Ce projet de loi fait suite à une large réflexion menée durant plusieurs mois dans le cadre de la commission du Livre blanc, au sein de laquelle l’Assemblée nationale et le Sénat étaient représentés non plus par deux, mais par trois députés et trois sénateurs. Nos collègues Daniel Reiner, Jacques Gautier et moi-même y représentions la Haute Assemblée. Toujours cette obsession de l’équilibre politique…
Avant même le début de ces travaux, notre commission avait constitué des groupes de réflexion, coprésidés par des sénateurs de la majorité et de l’opposition, qui ont donné lieu à dix rapports d’information : sur l’avenir des forces nucléaires, cher Xavier Pintat, sur les capacités industrielles critiques, sur la maritimisation, chers Jeanny Lorgeoux et André Trillard, sur le format des armées ou encore sur la cyberdéfense. Autant le dire, nous nous sommes préparés à ce débat !
Fondée sur les conclusions du nouveau Livre blanc, cette douzième loi de programmation militaire porte deux ambitions : adapter notre outil de défense aux évolutions du contexte stratégique et préserver notre effort de défense afin de maintenir notre autonomie d’action.
Malgré un contexte économique et budgétaire très difficile, le Président de la République, dont je veux saluer l’arbitrage, a décidé de sanctuariser les moyens financiers dont disposera la défense nationale.
À cet égard, mes chers collègues, les chiffres sont clairs : le projet de loi de programmation militaire pour les années 2014 à 2019 maintient les ressources du ministère de la défense à leur niveau actuel jusqu’en 2016, soit 31, 4 milliards d’euros par an, et prévoit qu’elles augmenteront ensuite pour atteindre 32, 5 milliards d’euros en 2019 ; au total, donc, elles se monteront à 190 milliards d’euros sur l’ensemble de la période.
Ainsi, le projet de loi de programmation militaire maintient les ambitions de défense de la France, tout en tenant compte de l’objectif de redressement des finances publiques, dont la dégradation est elle-même devenue un enjeu de souveraineté : mes chers collègues, j’attire amicalement votre attention sur le fait que, si la défense est aujourd’hui le troisième poste de dépenses de l’État, elle vient après l’éducation et après la charge de la dette, qui est le premier budget de la Nation !
Dans un contexte où l’ensemble des démocraties occidentales, en Europe mais aussi outre-Atlantique, procèdent à des coupes drastiques dans leur budget de défense, la décision de préserver notre effort mérite, à mes yeux, d’être saluée et soutenue.
Grâce à cette loi de programmation militaire, la France sera en effet l’un des rares pays européens dans la situation de pouvoir protéger, de manière autonome, son territoire et sa population, au moyen d’une dissuasion maintenue dans ses deux composantes, et d’intervenir militairement hors de son territoire pour préserver ses intérêts, protéger ses ressortissants et tenir son rang sur la scène internationale.
Afin de dégager les marges de manœuvre nécessaires à la poursuite de ces ambitions, le projet de loi de programmation militaire prolonge, mais de façon plus modérée, la réduction du format de nos armées prévue par la précédente loi de programmation militaire.
Moins nombreuses mais mieux armées, nos forces vont bénéficier de l’arrivée d’équipements nouveaux, qui accroîtront leur efficacité opérationnelle, n’est-ce pas, monsieur le ministre.
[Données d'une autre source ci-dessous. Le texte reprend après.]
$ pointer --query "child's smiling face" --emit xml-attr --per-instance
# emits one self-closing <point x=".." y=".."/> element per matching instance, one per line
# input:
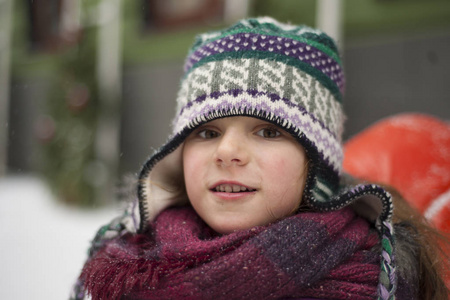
<point x="241" y="172"/>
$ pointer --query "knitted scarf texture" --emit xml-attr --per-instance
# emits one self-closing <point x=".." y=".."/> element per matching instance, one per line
<point x="322" y="255"/>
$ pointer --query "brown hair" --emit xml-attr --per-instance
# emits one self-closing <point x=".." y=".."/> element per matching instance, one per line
<point x="430" y="248"/>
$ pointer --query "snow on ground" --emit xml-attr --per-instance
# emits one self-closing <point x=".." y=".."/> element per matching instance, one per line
<point x="43" y="244"/>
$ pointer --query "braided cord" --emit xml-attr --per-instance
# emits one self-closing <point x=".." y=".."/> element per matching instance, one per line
<point x="388" y="278"/>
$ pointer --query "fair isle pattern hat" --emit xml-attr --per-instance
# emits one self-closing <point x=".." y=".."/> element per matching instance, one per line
<point x="288" y="75"/>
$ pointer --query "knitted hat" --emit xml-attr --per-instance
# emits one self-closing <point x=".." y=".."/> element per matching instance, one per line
<point x="288" y="75"/>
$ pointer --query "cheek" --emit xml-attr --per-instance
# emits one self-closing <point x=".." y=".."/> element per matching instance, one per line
<point x="285" y="176"/>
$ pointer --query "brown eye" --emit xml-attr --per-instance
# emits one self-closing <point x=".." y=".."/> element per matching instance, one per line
<point x="208" y="134"/>
<point x="269" y="133"/>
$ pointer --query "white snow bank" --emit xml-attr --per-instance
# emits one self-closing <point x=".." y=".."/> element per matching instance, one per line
<point x="43" y="244"/>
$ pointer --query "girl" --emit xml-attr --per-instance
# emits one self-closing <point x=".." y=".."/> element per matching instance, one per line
<point x="246" y="199"/>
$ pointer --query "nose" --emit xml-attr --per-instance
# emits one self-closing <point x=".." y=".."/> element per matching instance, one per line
<point x="232" y="150"/>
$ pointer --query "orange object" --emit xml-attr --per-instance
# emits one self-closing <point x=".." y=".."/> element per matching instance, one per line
<point x="410" y="152"/>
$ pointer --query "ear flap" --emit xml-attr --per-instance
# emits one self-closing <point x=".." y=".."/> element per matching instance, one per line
<point x="164" y="185"/>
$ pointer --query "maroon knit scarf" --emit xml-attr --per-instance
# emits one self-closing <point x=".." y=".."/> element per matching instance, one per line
<point x="321" y="255"/>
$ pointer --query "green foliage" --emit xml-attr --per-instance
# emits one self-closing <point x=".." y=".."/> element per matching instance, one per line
<point x="73" y="108"/>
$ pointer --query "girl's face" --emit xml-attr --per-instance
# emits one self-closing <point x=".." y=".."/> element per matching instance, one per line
<point x="241" y="172"/>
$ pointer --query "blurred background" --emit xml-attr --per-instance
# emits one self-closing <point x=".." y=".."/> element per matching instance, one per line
<point x="88" y="87"/>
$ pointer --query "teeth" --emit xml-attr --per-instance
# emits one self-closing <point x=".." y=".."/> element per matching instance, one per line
<point x="231" y="188"/>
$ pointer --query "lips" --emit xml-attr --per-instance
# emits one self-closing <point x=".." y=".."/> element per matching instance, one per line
<point x="232" y="188"/>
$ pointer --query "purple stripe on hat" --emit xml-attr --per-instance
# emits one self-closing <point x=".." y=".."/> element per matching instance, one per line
<point x="276" y="44"/>
<point x="253" y="94"/>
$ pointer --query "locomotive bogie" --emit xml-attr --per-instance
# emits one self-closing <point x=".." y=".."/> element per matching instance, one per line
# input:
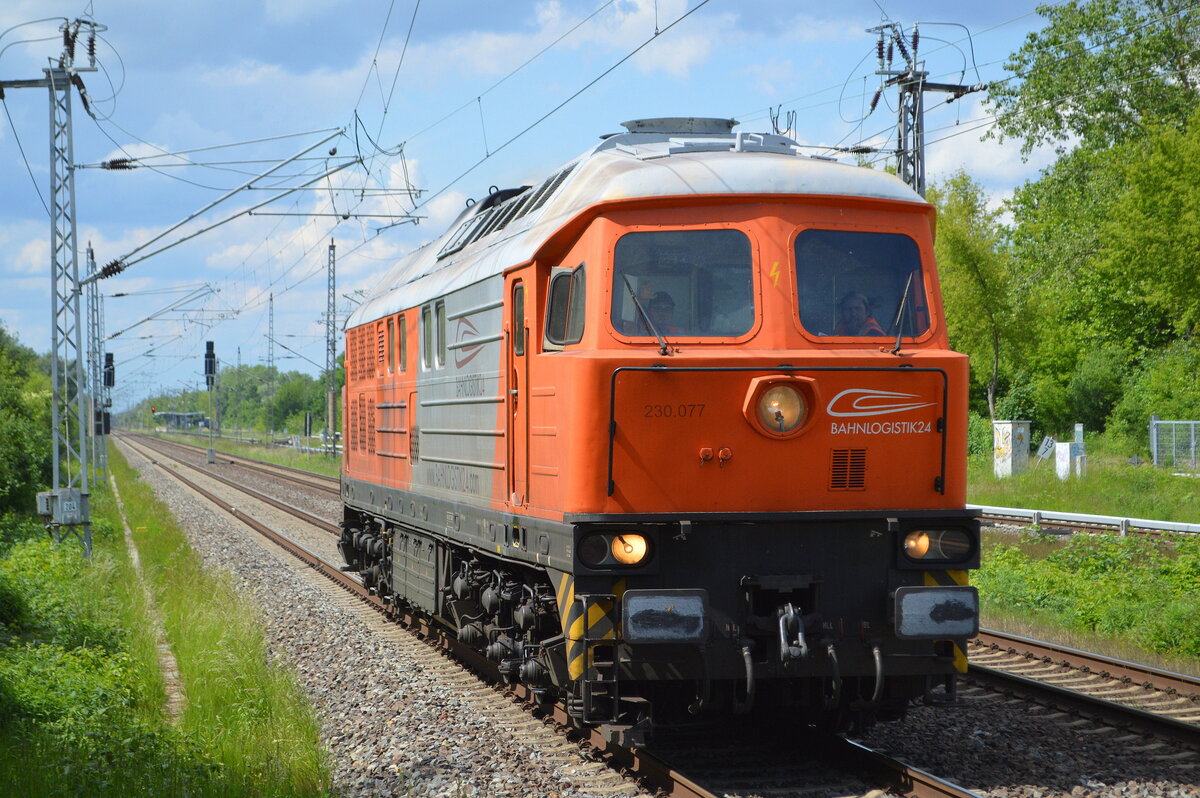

Je pense en particulier aux drones MALE, aux avions de transport tactique A400M et aux ravitailleurs en vol MRTT, dont l’absence s’est fait sentir lors des derniers engagements de nos forces, tant en Libye qu’au Mali.
Plus généralement, le projet de loi de programmation militaire prévoit la poursuite de tous les programmes d’équipements, sans compter, comme M. le ministre l’a réaffirmé il y a quelques instants, le lancement d’une vingtaine de programmes nouveaux.
Entre autres équipements, nos forces armées recevront le premier sous-marin d’attaque nucléaire de la classe Barracuda et six frégates de premier rang FREMM. En outre, la livraison des avions de combat Rafale sera poursuivie, de même que la modernisation des moyens de transport et de combat terrestres grâce au lancement du programme Scorpion.
En définitive, les efforts budgétaires prévus et les orientations tracées, en particulier la priorité donnée aux équipements, au renseignement et à la cyberdéfense, permettront à la France de disposer d’un outil de défense moderne et adapté.
Le projet de loi de programmation militaire comporte aussi un important volet normatif, touchant notamment au renseignement et au traitement pénal des affaires militaires.
Comme l’ont montré certaines affaires récentes, une forte demande se manifeste dans l’opinion publique pour un contrôle démocratique plus poussé des services de renseignement ; à mes yeux, il est important d’y répondre. N’a-t-on pas vu, lors des affaires en question, le précédent Président de la République fragilisé par l’absence d’un tel contrôle parlementaire, qui constitue une garantie donnée au peuple de meilleure utilisation de ces services ?
Mes chers collègues, j’ai la conviction que le présent projet de loi de programmation militaire nous permettra de franchir une nouvelle étape dans le contrôle parlementaire sur les services de renseignement, sans voyeurisme ni chicanerie, tout en prévenant le risque d’une judiciarisation ou d’une médiatisation excessive, tant en ce qui concerne les agents des services que les militaires dans leur ensemble. En effet, à notre sens, le métier des armes n’est pas un métier comme les autres.
La trajectoire financière de la loi de programmation militaire préserve donc l’essentiel. Notre industrie de défense, à laquelle vous savez, monsieur le ministre, que nous sommes très attachés, sera sauvegardée, et la recherche en matière de défense bénéficiera de la sanctuarisation de ses crédits à un niveau élevé, voire de leur accroissement.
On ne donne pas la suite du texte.